Nvidia CEO Jensen Huang on Monday laid out his vision to keep his company at the forefront of the artificial intelligence boom, which he predicted will create a $1 trillion order backlog in the coming year.
Dressed in his signature black leather jacket, Huang spent more than two hours strolling around a stage in a packed arena in San Jose, California, explaining how Nvidia’s processors became indispensable AI components and highlighting the products he believes will keep the company going.
Huang, 63, also touched on many of the themes he’s been pushing since becoming one of Silicon Valley’s most influential voices in recent years, including his contention that the build of AI is still in its infancy.
“We have reinvented computing, just like the PC (personal computer) revolution and the Internet revolution,” Huang proclaimed. “We are now at the beginning of a new platform change.”
Making his points, Huang predicted that Nvidia will be struggling with a $1 trillion backlog of orders for its chips by the end of the year, doubling his estimate from a year ago.
Nvidia has leveraged its dominant position in the AI chip market so far to increase its annual revenue from $27 billion in 2022 to $216 billion last year — a growth rate that has translated into a $4.5 trillion market value for the Santa Clara, California-based company.
But Nvidia’s once scorching share price has cooled since the company briefly became the first to adopt the A Market value of $5 trillion last October amid concerns that the AI buzz is overblown.
“This is just a period of turmoil for the tech industry,” said Wedbush Securities analyst Dan Ives.
Even after Nvidia came out a quarterly report at the end of February that easily exceeded analyst expectations and provided management with a rosy outlook, the company’s share price is still 6% lower than where it was before these figures were released. After Huang’s revelation about an expected doubling of backlogged chip orders, Nvidia shares rose nearly 2% to close Monday at $183.22.

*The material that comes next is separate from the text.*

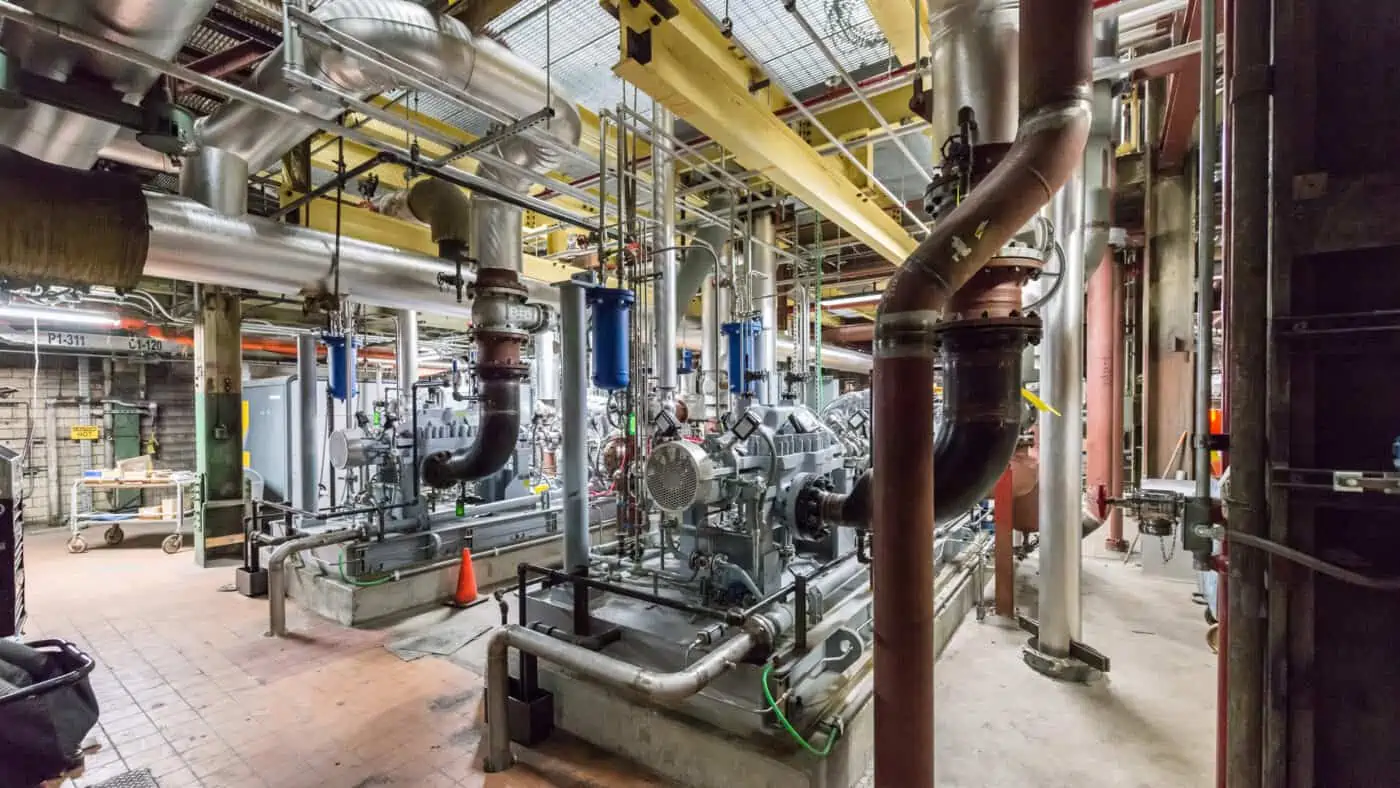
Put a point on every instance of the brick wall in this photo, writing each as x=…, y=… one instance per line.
x=167, y=384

While analysts expect Nvidia’s revenue to exceed $330 billion in the coming year, the company is facing its first serious challenges in the AI chip market as other tech powerhouses such as Google and Facebook’s parent company Meta Platforms try to develop their own processors.
Nvidia’s potential growth has been hampered by security and trade barriers imposed by the US, which have hampered the company’s ability to sell its advanced chips in China.
Huang predicts that Nvidia will maintain its instrumental role in AI by continuing to fuel the feverish demand for chips that power chatbots like OpenAI’s ChatGPT and Google’s Gemini and expanding its reach into the emerging market for inference processors.
Once an AI tool is trained, inference chips allow the technology to use what it has learned and produce answers – whether writing a document or creating an image – more efficiently than the processors used while building the large language models.
“The inference has arrived,” Huang said.
To help navigate the transition into the inference field, Nvidia struck a multi-billion dollar licensing deal with market specialist Groq, including the recruitment of that startup’s top engineers.
“Nvidia is not going to give up any market share to Google or Meta,” said Ives, who believes Nvidia’s market value will surpass $6 trillion in the next year.